In the pages of the Gospels, everywhere Jesus goes the one question on everybody’s lips is: “Who IS this?”

When the day of Pentecost had come, they were all together in one place. And suddenly from heaven there came a sound like the rush of a violent wind, and it filled the entire house where they were sitting. Divided tongues, as of fire, appeared among them, and a tongue rested on each of them. All of them were filled with the Holy Spirit and began to speak in other languages, as the Spirit gave them ability.

Now there were devout Jews from every nation under heaven living in Jerusalem. And at this sound the crowd gathered and was bewildered, because each one heard them speaking in the native language of each. Amazed and astonished, they asked, ‘Are not all these who are speaking Galileans? And how is it that we hear, each of us, in our own native language? Parthians, Medes, Elamites, and residents of Mesopotamia, Judea and Cappadocia, Pontus and Asia, Phrygia and Pamphylia, Egypt and the parts of Libya belonging to Cyrene, and visitors from Rome, both Jews and proselytes, Cretans and Arabs – in our own languages we hear them speaking about God’s deeds of power.’ All were amazed and perplexed, saying to one another, ‘What does this mean?’ But others sneered and said, ‘They are filled with new wine.’  Acts of the Apostles, 2.1-13.

Some years ago, I heard an evangelistic preacher say, “For Christ’s sake, talk about him!”

His basic point was that he found it astonishing that, if most of our conversations are anything to go by, we would seem to have a distinct lack of interest in Jesus. It seems we’ll talk about anything but Jesus!

How can it possibly be, he wondered, that we could be remotely lukewarm about Jesus?

Well, I wonder if you think this is right? And if someone asked you about Jesus, I wonder what ONE thing would you want to tell them about him?

In the pages of the Gospels, everywhere Jesus goes the one question on everybody’s lips is: “Who IS this?”

Who IS this, that even the wind and the waves obey him? they said.

Who IS this who speaks with such authority?

Who IS this who forgives sins? Who gives sight to the blind? …and so on.

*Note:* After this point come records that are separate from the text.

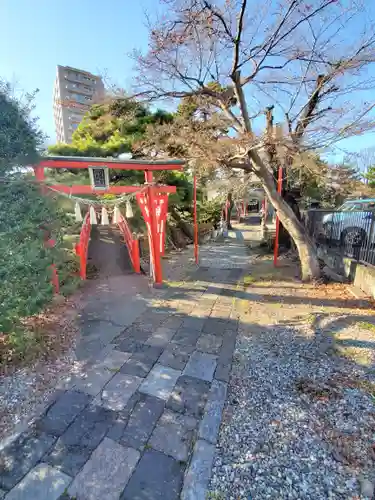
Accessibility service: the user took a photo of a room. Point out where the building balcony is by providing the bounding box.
[65,83,94,96]
[64,72,96,86]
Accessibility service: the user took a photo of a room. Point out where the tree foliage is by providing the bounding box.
[0,82,77,341]
[321,162,362,206]
[365,165,375,189]
[48,98,174,158]
[0,81,44,175]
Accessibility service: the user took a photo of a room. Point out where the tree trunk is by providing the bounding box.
[255,162,321,281]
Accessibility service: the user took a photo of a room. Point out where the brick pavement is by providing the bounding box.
[0,230,251,500]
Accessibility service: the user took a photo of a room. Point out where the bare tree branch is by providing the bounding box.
[231,0,248,75]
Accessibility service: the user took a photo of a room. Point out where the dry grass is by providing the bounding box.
[358,321,375,333]
[242,274,256,287]
[334,344,373,367]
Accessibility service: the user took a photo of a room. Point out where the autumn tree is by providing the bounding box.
[365,166,375,189]
[134,0,375,280]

I think that evangelistic preacher was absolutely right in one sense. He was right to make it clear that, at the end of the day, THIS is the most fundamental question of all. Jesus himself asked it…. “Who do YOU say that I am?”

Saint Peter, who was having a good day at the time, got it absolutely right when he blurted out, “You are the Messiah, the Son of the living God”. And with all the inconsistency we’ve come to associate with that well-loved saint, he gave his life to following Jesus.

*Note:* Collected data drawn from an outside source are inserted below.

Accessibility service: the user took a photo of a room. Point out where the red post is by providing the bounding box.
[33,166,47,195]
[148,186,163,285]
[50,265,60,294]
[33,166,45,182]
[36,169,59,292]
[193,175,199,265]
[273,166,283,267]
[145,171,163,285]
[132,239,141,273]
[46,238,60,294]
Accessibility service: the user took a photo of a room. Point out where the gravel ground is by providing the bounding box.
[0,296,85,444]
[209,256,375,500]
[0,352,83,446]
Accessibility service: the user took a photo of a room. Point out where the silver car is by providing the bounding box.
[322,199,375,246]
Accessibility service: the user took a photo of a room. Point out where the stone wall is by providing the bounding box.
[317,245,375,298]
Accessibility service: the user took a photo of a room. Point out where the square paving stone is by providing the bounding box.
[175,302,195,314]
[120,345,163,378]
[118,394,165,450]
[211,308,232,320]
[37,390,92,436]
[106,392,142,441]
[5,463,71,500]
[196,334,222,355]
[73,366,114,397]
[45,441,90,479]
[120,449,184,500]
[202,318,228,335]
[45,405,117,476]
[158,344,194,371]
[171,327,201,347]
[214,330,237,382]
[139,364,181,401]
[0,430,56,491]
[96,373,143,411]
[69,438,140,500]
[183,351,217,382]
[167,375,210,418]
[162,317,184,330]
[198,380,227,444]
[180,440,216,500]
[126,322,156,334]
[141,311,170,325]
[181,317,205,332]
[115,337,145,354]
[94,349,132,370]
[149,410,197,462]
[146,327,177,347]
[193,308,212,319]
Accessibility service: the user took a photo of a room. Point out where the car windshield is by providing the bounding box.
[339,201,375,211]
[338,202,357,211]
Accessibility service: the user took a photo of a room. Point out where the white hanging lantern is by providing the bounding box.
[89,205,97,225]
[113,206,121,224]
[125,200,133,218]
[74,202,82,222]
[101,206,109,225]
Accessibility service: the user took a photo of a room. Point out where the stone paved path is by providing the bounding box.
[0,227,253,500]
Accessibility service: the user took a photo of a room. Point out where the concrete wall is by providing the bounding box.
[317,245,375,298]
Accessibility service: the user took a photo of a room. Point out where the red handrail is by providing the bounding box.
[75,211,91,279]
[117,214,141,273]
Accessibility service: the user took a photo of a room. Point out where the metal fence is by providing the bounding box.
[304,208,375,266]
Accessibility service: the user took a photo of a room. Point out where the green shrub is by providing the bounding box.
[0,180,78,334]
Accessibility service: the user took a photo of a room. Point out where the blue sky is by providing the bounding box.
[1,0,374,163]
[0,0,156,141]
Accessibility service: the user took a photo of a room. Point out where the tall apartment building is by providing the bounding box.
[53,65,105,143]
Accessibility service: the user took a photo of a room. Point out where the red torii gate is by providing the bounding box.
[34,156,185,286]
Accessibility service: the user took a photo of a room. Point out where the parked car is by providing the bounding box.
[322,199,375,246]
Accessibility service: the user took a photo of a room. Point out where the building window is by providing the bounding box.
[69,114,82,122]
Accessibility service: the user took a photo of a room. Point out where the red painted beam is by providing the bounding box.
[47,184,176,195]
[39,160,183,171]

His story illustrates things perfectly. Peter teaches us that the answer we give to that question changes everything. Yes, we might ignore Jesus; we can decide that he was deluded; we can think of him as just one among many ‘nice’ religious teachers – not that the evidence would support any of these positions.

But once you conclude (along with the Gospels), that he is ‘God WITH us’, this changes everything.

Because the only possible response you can make is worship and a daily following in his footsteps.

“Love so amazing, so divine, demands my soul, my life, my all”, says the famous hymn. Because once we know the truth of who HE is, we realise the truth about ourselves; that we are the beloved, forgiven people of God; gathered together in that community we know as ‘Church’; a people called to continue God’s in-gathering work.

And, we’re called to continue this work not under our own steam but under the power and direction of the Holy Spirit, whose coming among us we celebrate today.

It’s all about Jesus, when we realise who HE is, we discover who WE are and we understand what we are FOR as ‘Church’.

Jesus insisted it was the task of the Holy Spirit to make him known. In other words, the Holy Spirit gets us all wrestling with the question, “Who IS this?” So, when we start talking about him and getting to grips with this you’ll know that the Holy Spirit is around!

At election time, political candidates try to keep on track with the mantra: “It’s the economy, stupid”. What keeps the Church on track? “It’s Jesus, stupid”.

“For Christ’s sake, talk about him!” Let us pray…  David.